Bush also wants somebody other than Saddam Hussein running Iraq, and force is a strong possibility. If he chooses that option, however, international backing is likely to be scant.
The Europeans, so often with the United States during times of crisis, generally believe military action against Iraq would not have a legal basis. Most also firmly rejected Bush's demand that Arafat be removed as a condition for peace.
Latin America and the Caribbean have been favored hunting grounds for American presidents eager for regime change.
One example is Cuba, where a Senate committee found in 1975 there had been eight CIA-sponsored attempts on the life of President Fidel Castro. (Castro says there were many more.) A generation later, Castro is still around. The official policy nowadays is to apply pressure to nudge Castro into promoting democracy and free market changes.
The Bush administration is not fussy about who dismantles the totalitarian structure Castro has erected. If Castro himself does it, so be it. But no one is expecting that will happen.
Castro was also the protagonist of America's most embarrassing regime change initiative. He easily disposed of a U.S.-trained Cuban exile force at the Bay of Pigs in 1961.
President Clinton sent troops to Haiti in 1994 to oust a military clique that had seized power from an elected president three years earlier. Internationally, the invasion drew few protests, having received the blessing of the U.N. Security Council beforehand.
The first Bush administration sent troops to Panama in 1989 to evict and arrest Gen. Manuel Antonio Noriega, an anti-democrat who was wanted in the United States on drug trafficking charges.
Although much of Latin America felt the unilateral U.S. action was unwarranted, U.S. officials can respond that with Noriega gone, Panama has enjoyed 12 years of democratic stability.
President Reagan's administration sponsored a Nicaraguan rebel force to fight pro-Cuban Sandinista Daniel Ortega. Eventually, it was Nicaragua's voters who took care of that regime change, electing a moderate in 1990.
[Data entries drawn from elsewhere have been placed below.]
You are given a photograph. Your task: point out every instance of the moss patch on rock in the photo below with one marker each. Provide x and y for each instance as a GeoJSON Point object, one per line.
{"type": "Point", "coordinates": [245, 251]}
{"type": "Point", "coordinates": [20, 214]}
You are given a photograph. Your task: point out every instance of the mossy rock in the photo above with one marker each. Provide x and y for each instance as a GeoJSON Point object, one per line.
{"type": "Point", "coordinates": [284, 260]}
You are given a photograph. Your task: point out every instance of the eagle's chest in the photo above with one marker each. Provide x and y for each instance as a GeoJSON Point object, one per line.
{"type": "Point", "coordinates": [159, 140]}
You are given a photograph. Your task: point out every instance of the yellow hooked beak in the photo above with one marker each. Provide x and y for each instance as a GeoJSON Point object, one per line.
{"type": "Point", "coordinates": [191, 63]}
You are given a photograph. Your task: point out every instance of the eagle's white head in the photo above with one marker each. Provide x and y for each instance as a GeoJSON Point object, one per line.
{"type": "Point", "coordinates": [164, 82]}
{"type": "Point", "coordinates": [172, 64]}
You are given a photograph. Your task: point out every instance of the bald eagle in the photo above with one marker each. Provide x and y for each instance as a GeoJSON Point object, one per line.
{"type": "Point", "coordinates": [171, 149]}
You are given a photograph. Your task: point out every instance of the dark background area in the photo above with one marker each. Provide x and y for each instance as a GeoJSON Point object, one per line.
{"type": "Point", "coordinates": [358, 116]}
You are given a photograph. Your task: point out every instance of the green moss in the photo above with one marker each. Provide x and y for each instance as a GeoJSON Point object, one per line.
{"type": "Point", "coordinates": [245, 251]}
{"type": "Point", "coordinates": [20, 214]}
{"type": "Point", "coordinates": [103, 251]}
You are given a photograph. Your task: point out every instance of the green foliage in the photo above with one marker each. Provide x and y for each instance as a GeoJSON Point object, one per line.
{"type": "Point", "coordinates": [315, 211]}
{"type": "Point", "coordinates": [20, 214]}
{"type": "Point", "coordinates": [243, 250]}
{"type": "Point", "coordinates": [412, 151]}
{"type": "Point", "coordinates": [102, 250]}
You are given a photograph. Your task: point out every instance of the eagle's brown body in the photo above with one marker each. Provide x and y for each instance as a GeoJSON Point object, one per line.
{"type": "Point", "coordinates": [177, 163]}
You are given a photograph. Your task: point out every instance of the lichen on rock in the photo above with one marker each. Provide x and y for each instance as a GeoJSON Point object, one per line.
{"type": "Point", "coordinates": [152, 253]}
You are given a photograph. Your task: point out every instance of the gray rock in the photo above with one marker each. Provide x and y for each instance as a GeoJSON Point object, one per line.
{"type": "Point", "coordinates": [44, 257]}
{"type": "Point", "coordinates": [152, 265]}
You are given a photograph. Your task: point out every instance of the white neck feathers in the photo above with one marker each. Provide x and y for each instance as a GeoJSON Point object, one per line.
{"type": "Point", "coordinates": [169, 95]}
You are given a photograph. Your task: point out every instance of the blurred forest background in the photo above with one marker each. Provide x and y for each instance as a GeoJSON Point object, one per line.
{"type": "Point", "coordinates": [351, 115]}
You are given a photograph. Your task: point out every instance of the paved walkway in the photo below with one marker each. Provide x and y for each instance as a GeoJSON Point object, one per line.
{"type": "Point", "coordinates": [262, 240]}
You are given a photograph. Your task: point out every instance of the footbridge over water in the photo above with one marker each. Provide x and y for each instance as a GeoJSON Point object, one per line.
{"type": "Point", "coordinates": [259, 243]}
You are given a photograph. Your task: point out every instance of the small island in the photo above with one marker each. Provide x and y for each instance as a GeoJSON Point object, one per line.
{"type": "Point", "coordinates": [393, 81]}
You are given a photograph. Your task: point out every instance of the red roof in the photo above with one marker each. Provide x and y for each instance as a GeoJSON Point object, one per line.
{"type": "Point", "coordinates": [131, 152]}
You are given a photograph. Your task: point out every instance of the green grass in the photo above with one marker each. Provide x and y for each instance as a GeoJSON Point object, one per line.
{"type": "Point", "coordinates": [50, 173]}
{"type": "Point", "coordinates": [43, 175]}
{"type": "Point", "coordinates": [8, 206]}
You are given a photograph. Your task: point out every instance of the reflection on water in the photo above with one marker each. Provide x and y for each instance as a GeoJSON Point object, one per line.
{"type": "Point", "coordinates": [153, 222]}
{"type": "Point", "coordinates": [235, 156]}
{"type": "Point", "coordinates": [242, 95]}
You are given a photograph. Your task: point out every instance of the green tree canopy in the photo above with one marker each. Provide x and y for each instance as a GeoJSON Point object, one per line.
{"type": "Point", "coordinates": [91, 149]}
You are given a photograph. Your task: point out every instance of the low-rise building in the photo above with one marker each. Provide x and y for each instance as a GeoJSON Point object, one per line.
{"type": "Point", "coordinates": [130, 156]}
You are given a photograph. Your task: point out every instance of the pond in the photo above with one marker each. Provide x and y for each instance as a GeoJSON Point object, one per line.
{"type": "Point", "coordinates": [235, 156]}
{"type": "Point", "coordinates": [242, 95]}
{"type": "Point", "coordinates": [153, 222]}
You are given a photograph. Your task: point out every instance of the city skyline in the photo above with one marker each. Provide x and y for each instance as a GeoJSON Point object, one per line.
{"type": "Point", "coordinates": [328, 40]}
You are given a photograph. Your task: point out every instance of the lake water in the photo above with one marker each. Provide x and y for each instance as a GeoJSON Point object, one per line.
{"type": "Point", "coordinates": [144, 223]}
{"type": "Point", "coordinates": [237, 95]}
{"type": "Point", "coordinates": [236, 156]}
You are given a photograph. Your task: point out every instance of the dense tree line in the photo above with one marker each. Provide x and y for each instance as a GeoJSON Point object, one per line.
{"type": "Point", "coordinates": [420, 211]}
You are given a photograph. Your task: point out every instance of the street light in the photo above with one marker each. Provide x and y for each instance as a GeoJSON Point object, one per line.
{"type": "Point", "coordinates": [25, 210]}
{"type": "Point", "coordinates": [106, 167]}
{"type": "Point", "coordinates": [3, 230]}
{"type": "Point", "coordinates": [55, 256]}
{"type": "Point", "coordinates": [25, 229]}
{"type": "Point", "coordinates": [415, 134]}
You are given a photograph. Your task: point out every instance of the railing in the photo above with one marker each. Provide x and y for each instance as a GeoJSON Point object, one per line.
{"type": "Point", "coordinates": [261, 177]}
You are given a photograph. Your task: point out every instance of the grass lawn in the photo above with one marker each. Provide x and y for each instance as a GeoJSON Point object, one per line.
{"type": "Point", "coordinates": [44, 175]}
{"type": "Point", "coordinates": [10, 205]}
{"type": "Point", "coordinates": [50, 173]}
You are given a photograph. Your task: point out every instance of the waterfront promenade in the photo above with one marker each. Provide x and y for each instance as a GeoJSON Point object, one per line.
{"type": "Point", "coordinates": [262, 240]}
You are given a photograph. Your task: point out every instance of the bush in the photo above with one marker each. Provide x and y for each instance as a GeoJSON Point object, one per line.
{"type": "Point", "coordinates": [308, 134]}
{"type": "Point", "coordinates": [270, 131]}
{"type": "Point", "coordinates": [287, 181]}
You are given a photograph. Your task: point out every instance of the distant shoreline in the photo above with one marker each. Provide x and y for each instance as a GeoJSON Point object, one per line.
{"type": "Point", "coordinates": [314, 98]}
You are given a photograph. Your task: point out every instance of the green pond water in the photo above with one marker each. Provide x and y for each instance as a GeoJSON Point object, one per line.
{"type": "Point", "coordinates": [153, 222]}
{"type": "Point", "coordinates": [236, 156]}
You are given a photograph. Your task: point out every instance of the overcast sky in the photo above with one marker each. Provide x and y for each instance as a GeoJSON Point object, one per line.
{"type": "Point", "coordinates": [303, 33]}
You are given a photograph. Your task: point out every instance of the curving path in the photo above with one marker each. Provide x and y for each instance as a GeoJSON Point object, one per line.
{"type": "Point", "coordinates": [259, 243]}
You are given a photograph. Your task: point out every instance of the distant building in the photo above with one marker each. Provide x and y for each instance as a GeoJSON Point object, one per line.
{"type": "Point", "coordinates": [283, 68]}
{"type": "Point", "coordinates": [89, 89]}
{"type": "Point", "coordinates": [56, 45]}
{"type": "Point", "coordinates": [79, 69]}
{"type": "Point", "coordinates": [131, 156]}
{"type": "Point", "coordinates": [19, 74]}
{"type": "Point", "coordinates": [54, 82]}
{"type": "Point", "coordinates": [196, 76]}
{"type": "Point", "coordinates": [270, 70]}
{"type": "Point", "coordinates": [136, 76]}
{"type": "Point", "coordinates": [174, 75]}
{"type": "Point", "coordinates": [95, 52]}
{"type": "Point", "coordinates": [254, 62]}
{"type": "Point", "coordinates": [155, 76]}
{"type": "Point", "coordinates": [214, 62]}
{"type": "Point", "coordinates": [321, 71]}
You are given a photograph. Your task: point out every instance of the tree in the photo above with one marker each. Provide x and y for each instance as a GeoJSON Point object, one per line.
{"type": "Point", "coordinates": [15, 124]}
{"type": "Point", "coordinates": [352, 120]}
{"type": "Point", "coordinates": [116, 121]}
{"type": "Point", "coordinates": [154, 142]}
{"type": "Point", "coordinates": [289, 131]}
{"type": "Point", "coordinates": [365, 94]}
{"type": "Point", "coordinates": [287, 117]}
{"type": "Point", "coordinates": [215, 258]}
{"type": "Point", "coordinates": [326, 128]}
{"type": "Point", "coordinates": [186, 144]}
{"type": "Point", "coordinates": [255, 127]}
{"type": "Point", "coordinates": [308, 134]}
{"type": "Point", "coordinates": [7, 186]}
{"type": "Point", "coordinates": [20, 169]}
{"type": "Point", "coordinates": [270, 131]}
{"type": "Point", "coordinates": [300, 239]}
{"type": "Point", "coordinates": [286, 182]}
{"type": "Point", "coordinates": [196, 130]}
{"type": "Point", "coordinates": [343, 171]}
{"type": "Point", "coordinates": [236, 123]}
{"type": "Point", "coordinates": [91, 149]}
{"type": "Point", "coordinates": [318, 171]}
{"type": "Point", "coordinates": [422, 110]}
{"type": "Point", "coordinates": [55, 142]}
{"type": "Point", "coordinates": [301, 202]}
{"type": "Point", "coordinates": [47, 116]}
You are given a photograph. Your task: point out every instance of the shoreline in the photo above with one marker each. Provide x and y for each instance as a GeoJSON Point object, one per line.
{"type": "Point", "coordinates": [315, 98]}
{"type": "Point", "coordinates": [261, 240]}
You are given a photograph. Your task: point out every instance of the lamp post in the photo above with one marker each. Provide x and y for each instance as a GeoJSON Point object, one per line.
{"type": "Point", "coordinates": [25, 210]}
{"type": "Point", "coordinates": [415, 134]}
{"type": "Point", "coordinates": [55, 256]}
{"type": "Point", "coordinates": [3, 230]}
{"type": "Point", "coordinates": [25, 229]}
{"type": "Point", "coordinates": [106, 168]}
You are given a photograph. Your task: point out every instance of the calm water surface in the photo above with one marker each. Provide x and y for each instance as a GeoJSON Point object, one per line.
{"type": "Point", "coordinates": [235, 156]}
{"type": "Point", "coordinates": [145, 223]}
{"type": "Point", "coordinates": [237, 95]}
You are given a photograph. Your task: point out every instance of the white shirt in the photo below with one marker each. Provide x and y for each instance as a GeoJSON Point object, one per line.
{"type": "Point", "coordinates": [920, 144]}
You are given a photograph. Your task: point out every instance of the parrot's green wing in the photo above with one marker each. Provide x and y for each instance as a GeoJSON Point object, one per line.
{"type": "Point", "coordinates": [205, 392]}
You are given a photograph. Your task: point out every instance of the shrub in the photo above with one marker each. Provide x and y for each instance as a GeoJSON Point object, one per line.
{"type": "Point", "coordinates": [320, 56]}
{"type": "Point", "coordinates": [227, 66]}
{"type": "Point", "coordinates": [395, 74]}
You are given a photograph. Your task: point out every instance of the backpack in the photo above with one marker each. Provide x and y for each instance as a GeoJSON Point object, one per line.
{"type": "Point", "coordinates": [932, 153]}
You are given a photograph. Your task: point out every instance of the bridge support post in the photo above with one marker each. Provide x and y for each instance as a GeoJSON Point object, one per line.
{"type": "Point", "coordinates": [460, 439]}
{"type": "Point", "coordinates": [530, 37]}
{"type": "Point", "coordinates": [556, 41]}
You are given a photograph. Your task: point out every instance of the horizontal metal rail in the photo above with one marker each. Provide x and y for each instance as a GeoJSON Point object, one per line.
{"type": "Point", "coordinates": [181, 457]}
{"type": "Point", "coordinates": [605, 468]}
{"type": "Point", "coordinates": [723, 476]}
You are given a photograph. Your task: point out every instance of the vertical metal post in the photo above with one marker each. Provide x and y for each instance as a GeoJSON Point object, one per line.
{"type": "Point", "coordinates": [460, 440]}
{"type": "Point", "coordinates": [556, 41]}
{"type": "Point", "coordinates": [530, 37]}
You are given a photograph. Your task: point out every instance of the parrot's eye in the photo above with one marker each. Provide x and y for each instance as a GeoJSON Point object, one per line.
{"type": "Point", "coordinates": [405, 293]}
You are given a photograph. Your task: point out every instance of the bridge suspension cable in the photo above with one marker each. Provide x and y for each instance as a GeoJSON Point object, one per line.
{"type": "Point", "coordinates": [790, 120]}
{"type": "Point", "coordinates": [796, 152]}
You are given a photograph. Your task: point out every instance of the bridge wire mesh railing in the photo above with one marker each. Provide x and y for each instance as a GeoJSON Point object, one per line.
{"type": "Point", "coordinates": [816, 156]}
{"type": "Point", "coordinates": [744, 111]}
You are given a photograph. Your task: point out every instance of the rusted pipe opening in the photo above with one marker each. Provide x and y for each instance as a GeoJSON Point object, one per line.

U.S. troops deposed a leftist government in Grenada in 1983. American jet fighters attacked Libya three years later, appearing to target the compound of longtime leader and American bugaboo Moammar Gadhafi at one point. He survived but now seems somewhat tamer than he once did.
Old timers can remember two early U.S. regime-change successes: Iran in 1953 and Guatemala in 1954, both orchestrated by the CIA.
Both resulted in the emergence of regimes friendly to the United States but with limited backing at home, partly because of poor human rights records.
In Iran, the long-term outcome was a major setback for Washington. An anti-American Islamic radical regime was installed in 1979 and remains.
Bush has branded Iran an ''axis of evil'' country but has not demanded new leadership there. The administration is counting on the Iranian people to bring that about.
George Gedda has covered foreign affairs for The Associated Press since 1968.